On Wed, Aug 01, 2018 at 01:07:03AM -0700, Sodagudi Prasad wrote:
> On 2018-07-30 14:07, Peter Zijlstra wrote:
> >On Mon, Jul 30, 2018 at 10:12:43AM -0700, Sodagudi Prasad wrote:
> >>How about including below change as well? Currently, there is
> >>no way to
> >>identify thread migrations completed or not. When we observe
> >>this issue,
> >>the symptom was work queue lock up. It is better to have some
> >>timeout here
> >>and induce the bug_on.
> >
> >You'd trigger the soft-lockup or hung-task detector I think. And
> >if not,
> >we ought to look at making it trigger at least one of those.
> >
> >>There is no way to identify the migration threads stuck or not.
> >
> >Should be pretty obvious from the splat generated by the above, no?
> Hi Peter and Thomas,
>
> Thanks for your support.
> I have another question on this flow and retry mechanism used in
> this cpu_stop_queue_two_works() function using the global variable
> stop_cpus_in_progress.
>
> This variable is getting used in various paths, such as task
> migration, set task affinity, and CPU hotplug.
>
> For example cpu hotplug path, stop_cpus_in_progress variable getting
> set with true with out checking.
> takedown_cpu()
> --stop_machine_cpuslocked()
> ---stop_cpus()
> ---__stop_cpus()
> ----queue_stop_cpus_work()
> setting stop_cpus_in_progress to true directly.
>
> But in the task migration path only, the stop_cpus_in_progress
> variable is used for retry.
>
> I am thinking that stop_cpus_in_progress variable lead race
> conditions, where CPU hotplug and task migration happening
> simultaneously.
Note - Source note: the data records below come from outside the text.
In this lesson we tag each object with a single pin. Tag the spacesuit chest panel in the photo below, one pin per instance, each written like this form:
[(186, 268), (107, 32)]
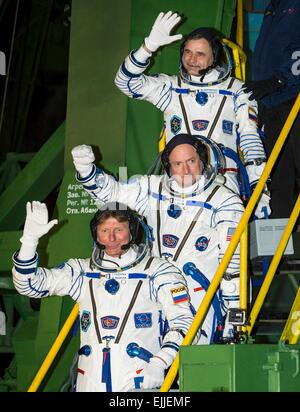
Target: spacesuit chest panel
[(202, 115)]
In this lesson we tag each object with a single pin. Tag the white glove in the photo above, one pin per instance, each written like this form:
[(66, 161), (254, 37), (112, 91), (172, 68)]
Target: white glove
[(154, 373), (254, 172), (36, 225), (228, 331), (263, 207), (83, 159), (160, 32)]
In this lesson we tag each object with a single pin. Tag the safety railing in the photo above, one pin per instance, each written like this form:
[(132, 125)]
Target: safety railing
[(54, 350), (199, 317)]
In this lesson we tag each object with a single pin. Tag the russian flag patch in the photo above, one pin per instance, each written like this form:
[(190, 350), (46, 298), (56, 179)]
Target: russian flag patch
[(179, 294), (230, 233)]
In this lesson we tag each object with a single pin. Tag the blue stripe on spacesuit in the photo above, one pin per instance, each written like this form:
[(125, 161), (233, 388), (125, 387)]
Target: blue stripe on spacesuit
[(161, 104), (92, 187), (40, 292), (92, 275), (78, 284), (171, 345), (216, 91), (213, 329), (128, 73), (25, 271), (28, 262)]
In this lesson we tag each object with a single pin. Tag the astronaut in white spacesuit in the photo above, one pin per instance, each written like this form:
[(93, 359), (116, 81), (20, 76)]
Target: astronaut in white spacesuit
[(203, 99), (191, 216), (134, 308)]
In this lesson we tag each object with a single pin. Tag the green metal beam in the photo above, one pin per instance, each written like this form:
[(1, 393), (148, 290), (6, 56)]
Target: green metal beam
[(38, 178)]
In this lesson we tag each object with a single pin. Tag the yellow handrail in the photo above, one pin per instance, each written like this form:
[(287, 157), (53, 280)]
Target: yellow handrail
[(240, 24), (239, 57), (233, 244), (54, 350), (273, 266), (291, 331)]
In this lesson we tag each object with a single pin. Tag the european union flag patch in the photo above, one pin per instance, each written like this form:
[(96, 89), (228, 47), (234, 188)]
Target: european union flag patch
[(143, 320), (179, 294), (227, 126)]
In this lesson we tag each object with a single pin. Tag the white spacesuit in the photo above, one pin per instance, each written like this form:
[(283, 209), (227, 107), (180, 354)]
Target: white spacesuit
[(124, 303), (190, 226), (212, 105)]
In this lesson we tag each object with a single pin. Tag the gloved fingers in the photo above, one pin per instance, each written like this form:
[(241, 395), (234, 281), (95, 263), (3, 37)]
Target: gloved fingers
[(159, 18), (172, 20), (175, 37), (51, 224), (83, 151)]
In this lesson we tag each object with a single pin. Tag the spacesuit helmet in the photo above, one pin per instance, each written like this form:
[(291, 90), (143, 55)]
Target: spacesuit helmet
[(183, 139), (221, 58), (122, 213), (140, 235)]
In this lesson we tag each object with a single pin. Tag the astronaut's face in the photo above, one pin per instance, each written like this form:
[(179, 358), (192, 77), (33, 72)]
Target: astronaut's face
[(197, 55), (185, 165), (113, 235)]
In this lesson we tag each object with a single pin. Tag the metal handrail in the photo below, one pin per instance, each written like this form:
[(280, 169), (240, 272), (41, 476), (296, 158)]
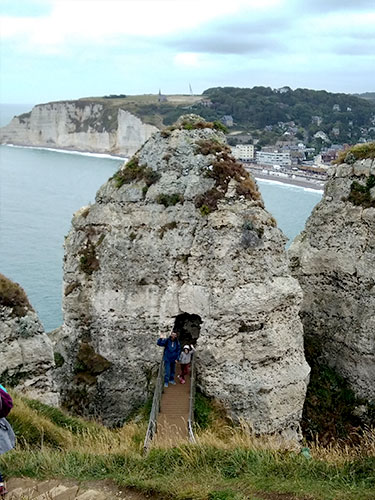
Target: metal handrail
[(191, 401), (151, 429)]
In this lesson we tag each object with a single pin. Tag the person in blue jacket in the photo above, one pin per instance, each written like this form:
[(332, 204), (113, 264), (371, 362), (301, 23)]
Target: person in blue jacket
[(172, 351)]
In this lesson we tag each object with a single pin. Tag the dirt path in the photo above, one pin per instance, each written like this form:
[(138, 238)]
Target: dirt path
[(62, 489)]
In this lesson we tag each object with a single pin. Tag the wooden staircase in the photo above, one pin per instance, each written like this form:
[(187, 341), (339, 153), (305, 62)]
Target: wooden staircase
[(172, 412), (172, 421)]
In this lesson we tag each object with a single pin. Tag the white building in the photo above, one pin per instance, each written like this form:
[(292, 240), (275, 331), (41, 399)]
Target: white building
[(243, 152), (274, 158)]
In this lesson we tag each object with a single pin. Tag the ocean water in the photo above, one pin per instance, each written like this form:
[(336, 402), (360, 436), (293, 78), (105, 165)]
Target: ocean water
[(41, 189)]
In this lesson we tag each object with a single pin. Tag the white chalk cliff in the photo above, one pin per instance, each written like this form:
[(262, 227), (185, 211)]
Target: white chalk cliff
[(181, 233), (81, 125)]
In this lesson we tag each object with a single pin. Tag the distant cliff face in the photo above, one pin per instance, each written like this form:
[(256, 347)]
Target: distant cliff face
[(334, 261), (179, 238), (78, 125), (26, 354)]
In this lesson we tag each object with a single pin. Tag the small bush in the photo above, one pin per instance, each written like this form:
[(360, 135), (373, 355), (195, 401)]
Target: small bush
[(59, 360), (225, 168), (360, 193), (357, 152), (207, 146), (167, 227), (219, 126), (88, 262), (135, 172), (13, 295), (169, 200)]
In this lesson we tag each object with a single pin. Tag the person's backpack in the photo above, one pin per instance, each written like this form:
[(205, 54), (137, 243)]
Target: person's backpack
[(6, 403)]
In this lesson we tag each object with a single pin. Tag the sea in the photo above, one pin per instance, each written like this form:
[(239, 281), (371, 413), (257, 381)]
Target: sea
[(40, 189)]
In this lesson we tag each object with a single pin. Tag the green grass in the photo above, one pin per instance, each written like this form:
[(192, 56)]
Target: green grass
[(12, 295), (227, 465), (134, 172), (360, 193), (357, 152)]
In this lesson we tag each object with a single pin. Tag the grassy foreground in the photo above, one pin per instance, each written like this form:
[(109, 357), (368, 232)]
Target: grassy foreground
[(225, 464)]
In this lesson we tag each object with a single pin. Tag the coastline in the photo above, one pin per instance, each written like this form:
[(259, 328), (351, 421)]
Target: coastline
[(69, 151), (297, 182), (305, 183)]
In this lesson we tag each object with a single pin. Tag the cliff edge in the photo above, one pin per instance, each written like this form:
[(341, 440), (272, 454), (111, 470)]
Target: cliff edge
[(334, 262), (179, 238), (26, 356), (81, 125)]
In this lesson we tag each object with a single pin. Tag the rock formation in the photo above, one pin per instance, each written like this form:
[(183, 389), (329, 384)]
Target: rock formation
[(26, 355), (81, 125), (334, 261), (180, 237)]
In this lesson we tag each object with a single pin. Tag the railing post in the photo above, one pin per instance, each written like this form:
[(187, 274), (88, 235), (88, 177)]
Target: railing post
[(151, 429), (191, 401)]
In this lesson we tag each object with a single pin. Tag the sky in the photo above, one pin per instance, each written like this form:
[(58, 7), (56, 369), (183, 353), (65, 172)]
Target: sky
[(65, 49)]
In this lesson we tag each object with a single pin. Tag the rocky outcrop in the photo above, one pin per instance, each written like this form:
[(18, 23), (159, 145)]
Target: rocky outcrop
[(334, 261), (26, 355), (179, 237), (81, 125)]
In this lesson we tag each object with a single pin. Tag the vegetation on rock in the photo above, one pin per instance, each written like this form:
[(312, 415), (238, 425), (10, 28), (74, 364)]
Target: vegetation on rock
[(360, 194), (226, 463), (224, 168), (330, 410), (12, 295), (132, 171), (88, 261), (169, 200)]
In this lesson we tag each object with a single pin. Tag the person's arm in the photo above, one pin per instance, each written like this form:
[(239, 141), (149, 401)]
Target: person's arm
[(162, 341)]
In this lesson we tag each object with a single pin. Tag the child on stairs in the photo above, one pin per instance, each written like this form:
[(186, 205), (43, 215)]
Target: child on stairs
[(185, 360)]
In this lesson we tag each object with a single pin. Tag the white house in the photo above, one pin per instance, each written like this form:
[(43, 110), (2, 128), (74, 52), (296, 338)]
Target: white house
[(281, 158), (243, 152)]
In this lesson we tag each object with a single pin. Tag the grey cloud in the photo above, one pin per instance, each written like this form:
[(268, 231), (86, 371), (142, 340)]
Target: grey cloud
[(325, 6), (229, 45), (355, 49), (235, 36)]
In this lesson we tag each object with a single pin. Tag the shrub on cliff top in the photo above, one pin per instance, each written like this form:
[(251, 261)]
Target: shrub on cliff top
[(169, 200), (192, 122), (225, 168), (135, 172), (357, 152), (360, 194), (12, 295)]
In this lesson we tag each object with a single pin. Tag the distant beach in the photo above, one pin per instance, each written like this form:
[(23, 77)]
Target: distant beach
[(307, 183)]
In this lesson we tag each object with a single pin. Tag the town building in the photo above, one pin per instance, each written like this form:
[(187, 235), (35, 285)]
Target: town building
[(243, 152), (227, 120), (281, 158)]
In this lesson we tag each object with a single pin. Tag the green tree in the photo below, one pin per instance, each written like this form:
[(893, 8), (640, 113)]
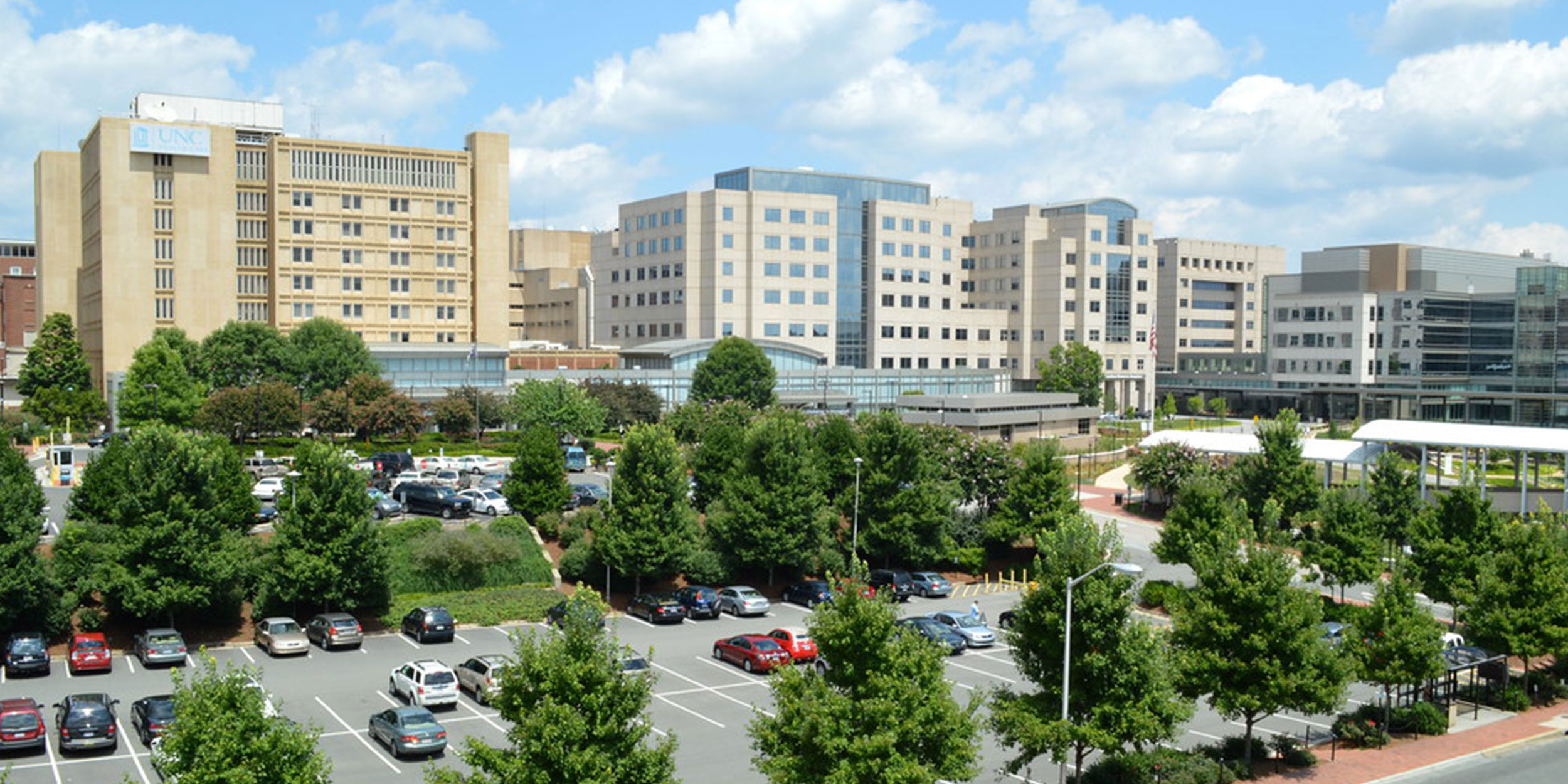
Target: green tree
[(174, 507), (29, 595), (223, 733), (882, 714), (1344, 543), (1522, 593), (1396, 497), (905, 504), (1123, 676), (625, 403), (650, 526), (1249, 640), (1164, 468), (325, 551), (1277, 471), (560, 405), (1074, 368), (537, 484), (1399, 640), (243, 353), (772, 512), (720, 446), (573, 714), (1449, 541), (1205, 521), (324, 355), (734, 369), (157, 388), (1039, 497)]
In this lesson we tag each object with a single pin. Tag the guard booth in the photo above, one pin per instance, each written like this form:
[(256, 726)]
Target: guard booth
[(61, 465)]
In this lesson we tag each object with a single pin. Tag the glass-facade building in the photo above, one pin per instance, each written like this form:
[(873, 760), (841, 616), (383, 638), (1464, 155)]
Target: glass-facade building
[(854, 252)]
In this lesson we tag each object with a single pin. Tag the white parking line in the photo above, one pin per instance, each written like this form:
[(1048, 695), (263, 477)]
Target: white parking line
[(361, 739), (982, 672), (130, 751)]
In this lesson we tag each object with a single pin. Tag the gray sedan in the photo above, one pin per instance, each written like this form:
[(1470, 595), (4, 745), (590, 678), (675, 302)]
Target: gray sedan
[(408, 731), (159, 647)]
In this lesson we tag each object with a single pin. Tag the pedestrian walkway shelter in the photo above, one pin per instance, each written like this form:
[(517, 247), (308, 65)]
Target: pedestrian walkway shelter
[(1328, 452), (1476, 444)]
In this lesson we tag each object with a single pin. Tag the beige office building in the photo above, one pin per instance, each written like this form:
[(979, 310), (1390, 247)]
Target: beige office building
[(198, 212), (1211, 305)]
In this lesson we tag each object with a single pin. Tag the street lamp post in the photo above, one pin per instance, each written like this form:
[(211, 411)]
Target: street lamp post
[(1131, 569), (855, 532)]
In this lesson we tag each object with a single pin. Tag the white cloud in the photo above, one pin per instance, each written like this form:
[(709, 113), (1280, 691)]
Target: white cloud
[(55, 85), (1142, 55), (726, 68), (1424, 26), (428, 24)]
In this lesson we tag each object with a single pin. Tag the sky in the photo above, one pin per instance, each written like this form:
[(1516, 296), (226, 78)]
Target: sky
[(1294, 124)]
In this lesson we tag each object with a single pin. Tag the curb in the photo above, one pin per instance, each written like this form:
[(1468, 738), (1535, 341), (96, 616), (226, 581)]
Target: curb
[(1500, 748)]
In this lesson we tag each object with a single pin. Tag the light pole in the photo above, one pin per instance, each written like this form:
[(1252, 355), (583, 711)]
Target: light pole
[(1131, 569), (855, 532)]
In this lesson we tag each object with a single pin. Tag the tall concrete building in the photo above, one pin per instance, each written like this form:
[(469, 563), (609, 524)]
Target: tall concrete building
[(198, 212)]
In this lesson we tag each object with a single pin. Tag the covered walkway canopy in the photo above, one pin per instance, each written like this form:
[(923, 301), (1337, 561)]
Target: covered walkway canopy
[(1327, 452), (1465, 438)]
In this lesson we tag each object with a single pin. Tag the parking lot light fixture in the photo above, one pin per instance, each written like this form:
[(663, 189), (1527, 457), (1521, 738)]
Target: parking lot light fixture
[(1131, 569)]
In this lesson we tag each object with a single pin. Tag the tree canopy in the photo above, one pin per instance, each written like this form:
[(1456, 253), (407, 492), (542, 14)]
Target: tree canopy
[(734, 369), (1074, 368)]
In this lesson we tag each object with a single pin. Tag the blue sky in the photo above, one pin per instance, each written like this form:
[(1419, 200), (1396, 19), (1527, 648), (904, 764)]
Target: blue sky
[(1299, 124)]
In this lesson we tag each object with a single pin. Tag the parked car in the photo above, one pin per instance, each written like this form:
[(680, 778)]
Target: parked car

Please correct me If my understanding wrong.
>

The stop_cpus_in_progress variable is to guard against out of order queuing.
The stopper locks does not protect this when cpu_stop_queue_two_works() and
stop_cpus() are executing in parallel.

stop_one_cpu_{nowait} functions are called to handle affinity change and
load balance. Since we are queuing the work only on 1 CPU,
stop_cpus_in_progress variable protection is not needed.

Thanks,
Pavan
--
Qualcomm India Private Limited, on behalf of Qualcomm Innovation Center, Inc.
Qualcomm Innovation Center, Inc. is a member of Code Aurora Forum, a Linux Foundation Collaborative Project.